2017 was the last year in the field for the Tandy excavation team before going to publication stage. As such, it turned out to be a very exiting and productive season. A thick destruction layer was exposed, including complete vessels and much evidence of burning. Remains of three individuals were found who had clearly died as a result of the dramatic event. The excavators currently identify this destruction with the historically-recorded campaign of Merneptah in the late 13th century BCE. In the Merneptah Stela – famous for the first known reference to “Israel” – the pharaoh boasts of conquering several cities in southern Canaan, including Gezer. In another inscription Merneptah describes himself as the “subduer of Gezer”. These references make it clear that Gezer was a strategic, important site, and gaining control over it was worth boasting about.

Aerial view of Field W, highlighting the Late Bronze Age stratum
which ended with a dramatic destruction event.

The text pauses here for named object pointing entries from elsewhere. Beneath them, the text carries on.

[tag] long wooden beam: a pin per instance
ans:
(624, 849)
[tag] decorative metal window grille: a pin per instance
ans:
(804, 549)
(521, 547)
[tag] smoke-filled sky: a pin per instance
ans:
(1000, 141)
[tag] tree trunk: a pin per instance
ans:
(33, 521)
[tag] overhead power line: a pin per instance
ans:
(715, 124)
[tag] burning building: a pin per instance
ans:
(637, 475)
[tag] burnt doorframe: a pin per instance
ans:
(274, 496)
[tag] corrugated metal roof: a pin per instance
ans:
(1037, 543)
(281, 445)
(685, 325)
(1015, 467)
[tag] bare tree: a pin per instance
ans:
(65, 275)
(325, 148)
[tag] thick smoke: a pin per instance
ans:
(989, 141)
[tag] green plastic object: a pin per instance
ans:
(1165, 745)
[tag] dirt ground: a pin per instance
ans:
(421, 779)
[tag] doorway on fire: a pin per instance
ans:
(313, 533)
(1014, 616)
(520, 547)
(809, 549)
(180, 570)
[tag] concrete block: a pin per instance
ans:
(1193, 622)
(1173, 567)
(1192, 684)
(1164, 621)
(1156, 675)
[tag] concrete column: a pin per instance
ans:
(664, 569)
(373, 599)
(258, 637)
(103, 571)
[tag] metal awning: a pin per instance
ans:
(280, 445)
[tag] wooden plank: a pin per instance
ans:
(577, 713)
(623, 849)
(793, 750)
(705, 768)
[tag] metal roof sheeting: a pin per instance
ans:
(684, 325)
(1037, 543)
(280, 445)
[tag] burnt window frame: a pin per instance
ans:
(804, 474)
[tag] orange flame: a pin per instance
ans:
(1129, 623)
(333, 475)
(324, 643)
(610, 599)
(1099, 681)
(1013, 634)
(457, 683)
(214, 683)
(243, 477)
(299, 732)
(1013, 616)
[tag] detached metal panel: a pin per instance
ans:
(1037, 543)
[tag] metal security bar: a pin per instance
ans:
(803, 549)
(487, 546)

My role in the field this season was to provide support in regard to sampling for radiocarbon dating. When working with radiocarbon samples and data it is incredibly valuable to have firsthand knowledge of the archaeological contexts. Working together with the team in the field gave opportunity to discuss and evaluate contexts, and put in focused efforts to improve the number of good contexts yielding suitable material. (The target material is short-lived organics, typically seeds; at a site like Gezer these are mainly carbonized – having been preserved by burning.)

In addition to working with the excavation near the Iron Age gateway, I had the opportunity to carry out some small projects elsewhere on the tell, sampling from exposed sections left by the Hebrew Union College excavations that were conducted in the 1960s to 1980s under the direction of William Dever.

View southward across the tell; Field VI in the foreground
was excavated in the 1960s-70s by Hebrew Union College.

I am looking forward to seeing how new radiocarbon data from Tel Gezer contributes to our understanding of the Late Bronze Age, as well as other key periods under investigation at the site – the Iron and Middle Bronze Ages.

One of the best things about excavation is the people you meet and the friendships developed. It is always a little daunting to start working with a new site and a new team. I appreciated the warm welcome from the ‘Gezerites’, who quickly made me part of their team. It was a great season and wonderful group of people to work with. Thank you!

I want to express my sincerest thanks to ASOR and to Mr. Sheldon Fox, the donor for this fellowship, for supporting my field research this year.

Lyndelle Webster is a PhD student at Macquarie University and the University of Vienna. She is currently based in Vienna at the Institute for Oriental and European Archaeology at the Austrian Academy of Sciences, where she is a member of the project “Tracing transformations in the southern Levant: from collapse to consolidation in the mid-second millennium BC”.